NLRB Nixes Employer Policy Prohibiting Employee Conflicts of Interest
- July 03, 2015
Many employers publish Conflicts of Interest policies that prohibit employees from competing against the company while employed, holding a financial interest in a competitor or vendor, or doing business on behalf of the company with a relative. Last month, the National Labor Relations Board issued a decision cautioning employers against adopting conflicts policies that fail to clearly define what actions are prohibited.

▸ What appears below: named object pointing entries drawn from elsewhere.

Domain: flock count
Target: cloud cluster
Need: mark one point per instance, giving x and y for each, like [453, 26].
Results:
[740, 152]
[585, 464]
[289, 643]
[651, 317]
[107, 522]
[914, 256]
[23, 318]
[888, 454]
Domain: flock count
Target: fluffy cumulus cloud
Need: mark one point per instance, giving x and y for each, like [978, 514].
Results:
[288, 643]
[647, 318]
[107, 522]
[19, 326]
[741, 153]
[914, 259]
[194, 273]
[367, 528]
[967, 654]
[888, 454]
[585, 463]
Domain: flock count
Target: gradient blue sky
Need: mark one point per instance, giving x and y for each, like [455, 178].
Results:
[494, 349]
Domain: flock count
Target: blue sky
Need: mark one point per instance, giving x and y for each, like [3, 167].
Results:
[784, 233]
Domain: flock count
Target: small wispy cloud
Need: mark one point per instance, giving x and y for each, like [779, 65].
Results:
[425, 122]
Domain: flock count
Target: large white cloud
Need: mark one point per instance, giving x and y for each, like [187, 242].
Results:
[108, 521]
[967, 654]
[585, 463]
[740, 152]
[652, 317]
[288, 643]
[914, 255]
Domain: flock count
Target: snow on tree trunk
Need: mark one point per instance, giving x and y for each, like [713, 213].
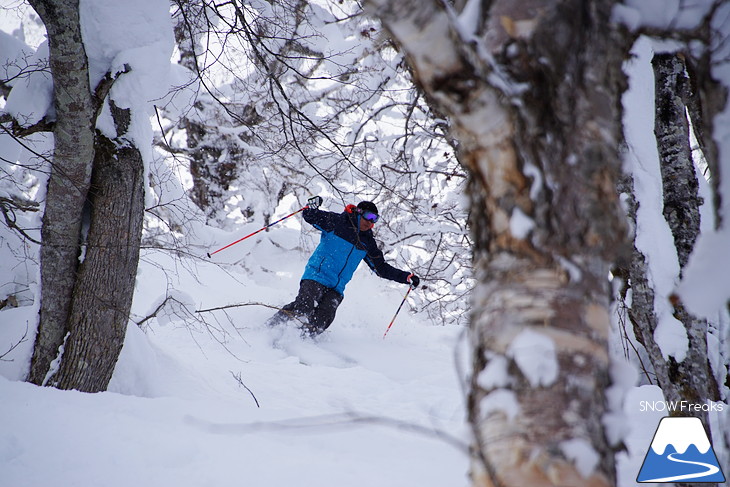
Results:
[87, 274]
[531, 91]
[106, 278]
[687, 375]
[70, 177]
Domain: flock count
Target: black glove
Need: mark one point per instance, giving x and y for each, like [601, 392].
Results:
[414, 280]
[314, 202]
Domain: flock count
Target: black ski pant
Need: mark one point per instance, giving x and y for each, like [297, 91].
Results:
[315, 306]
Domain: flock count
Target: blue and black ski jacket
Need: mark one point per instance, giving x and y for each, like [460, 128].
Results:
[341, 248]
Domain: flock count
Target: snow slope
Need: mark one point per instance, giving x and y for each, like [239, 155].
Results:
[349, 409]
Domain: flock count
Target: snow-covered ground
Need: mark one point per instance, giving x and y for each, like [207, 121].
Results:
[351, 408]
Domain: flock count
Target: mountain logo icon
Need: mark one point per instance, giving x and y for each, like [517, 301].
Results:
[680, 452]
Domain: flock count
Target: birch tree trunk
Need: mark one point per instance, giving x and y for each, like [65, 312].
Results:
[104, 289]
[70, 177]
[533, 102]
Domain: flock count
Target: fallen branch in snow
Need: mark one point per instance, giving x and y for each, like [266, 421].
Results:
[15, 345]
[240, 383]
[227, 306]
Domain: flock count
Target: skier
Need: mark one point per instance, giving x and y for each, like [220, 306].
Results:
[346, 239]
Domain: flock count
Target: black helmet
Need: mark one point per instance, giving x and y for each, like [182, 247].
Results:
[367, 206]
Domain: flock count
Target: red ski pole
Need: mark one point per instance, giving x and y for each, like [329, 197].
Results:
[396, 313]
[257, 231]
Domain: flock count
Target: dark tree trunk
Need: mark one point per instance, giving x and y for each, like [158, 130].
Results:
[538, 127]
[106, 278]
[70, 178]
[691, 378]
[85, 305]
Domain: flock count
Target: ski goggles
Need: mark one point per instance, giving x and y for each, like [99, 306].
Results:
[370, 216]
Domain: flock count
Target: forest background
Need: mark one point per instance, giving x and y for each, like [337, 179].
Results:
[517, 150]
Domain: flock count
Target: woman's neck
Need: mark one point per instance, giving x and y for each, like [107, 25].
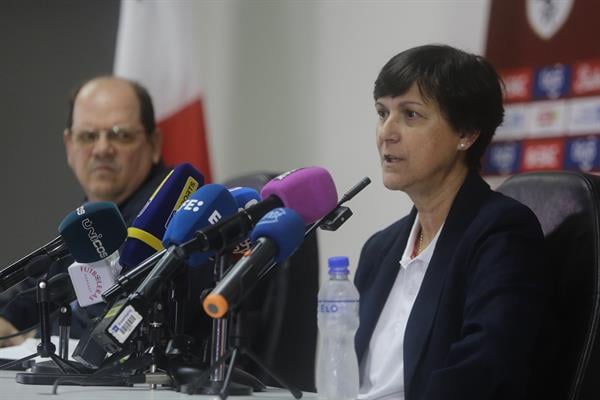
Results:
[434, 206]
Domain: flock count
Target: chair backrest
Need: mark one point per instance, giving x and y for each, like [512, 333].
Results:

In Remington Lodging & Hospitality, LLC, a union brought an unfair labor practice charge against the hotel, alleging that its policy prohibiting employee conflicts of interest violates Section 7 of the NLRA. The union and NLRA counsel contended that the policy would be read by employees to prohibit them from taking any position or action adverse to the employer’s potential interests, including organizing, informational picketing, etc. The NLRB majority agreed, declaring the policy to be overbroad and illegal on its face.
The hotel and the dissenting Board member argued that no employee would interpret the policy to prohibit collective bargaining or concerted activity rights. They noted that such policies are universally known by employees to refer to taking actions for personal financial gain against the interests of the employer.
Employers should be able to avoid legal problems raised by this decision by clearly defining in their policies what constitutes a prohibited conflict of interest. Although not addressed by the NLRB in its decision, employers could also include a disclaimer in the Conflicts of Interest policy making clear that it is not intended nor will it be interpreted to interfere with employee Section 7 rights.